In the financial world, people use the term compound interest to describe the practice of adding accumulated interest back to the principal sum so that interest is earned on top of interest from that moment on. The power of compound interest is the accelerated growth achieved as you maintain a pattern of regular, consistent investing and gain interest on your interest. In financial terms, the net effect of compound interest on growth is exponential as opposed to steady.

Unfortunately, most companies are missing the fact that compound interest is not solely a financial concept. It is also a critically important idea to apply to your people. Words can have more than one meaning. As always, the key is to ask the right questions.

Here are four big ones:

How much interest do your fellow employees have in their work?

Many companies actually measure the level of their human interest in employee engagement surveys. The challenge arises when a company starts out with low human interest. The problem has been well researched by Gallup who reports that across all industries, seven out of 10 employees are not fully engaged at work. Said differently, there is not as much interest as there could be.

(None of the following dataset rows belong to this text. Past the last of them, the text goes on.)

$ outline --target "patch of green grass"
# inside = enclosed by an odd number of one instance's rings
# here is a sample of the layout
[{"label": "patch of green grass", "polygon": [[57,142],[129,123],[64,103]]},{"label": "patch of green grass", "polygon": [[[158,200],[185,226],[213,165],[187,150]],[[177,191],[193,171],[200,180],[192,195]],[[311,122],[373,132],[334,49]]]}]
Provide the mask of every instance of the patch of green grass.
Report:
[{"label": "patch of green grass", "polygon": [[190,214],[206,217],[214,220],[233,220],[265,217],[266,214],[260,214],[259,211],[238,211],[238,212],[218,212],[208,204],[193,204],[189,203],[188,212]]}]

How can human interest compound?

Research also confirms that once positive emotions are introduced, people who are engaged can spread those feelings at work. Specifically, Sigal Barsade has shown that anyone’s engagement can affect the interest of everyone around them. Think of the cascading ripple effect of viral engagement. Engagement is contagious.

What’s the impact?

Research has also proven that highly engaged teams drive the bottom lines (plural) of any company—the triple bottom lines of profit, people, and the planet that leading companies use today as the yardstick of true success. As in finances, the net effect of compound human interest on growth is also exponential rather than steady.

Finally, what can I do about it?

Even those without fancy titles or positions of authority can exercise a powerful influence in an organization. Anyone can be more disciplined, support others, develop insight, live (and work) their values, and create their future.

If you do have some organizational authority you can do the same.

Whether you use the term compound interest, contagious growth, viral engagement, or the ripple effect doesn’t matter. What matters is to first understand that people drive growth, and second, that anyone can light the spark that triggers compound interest.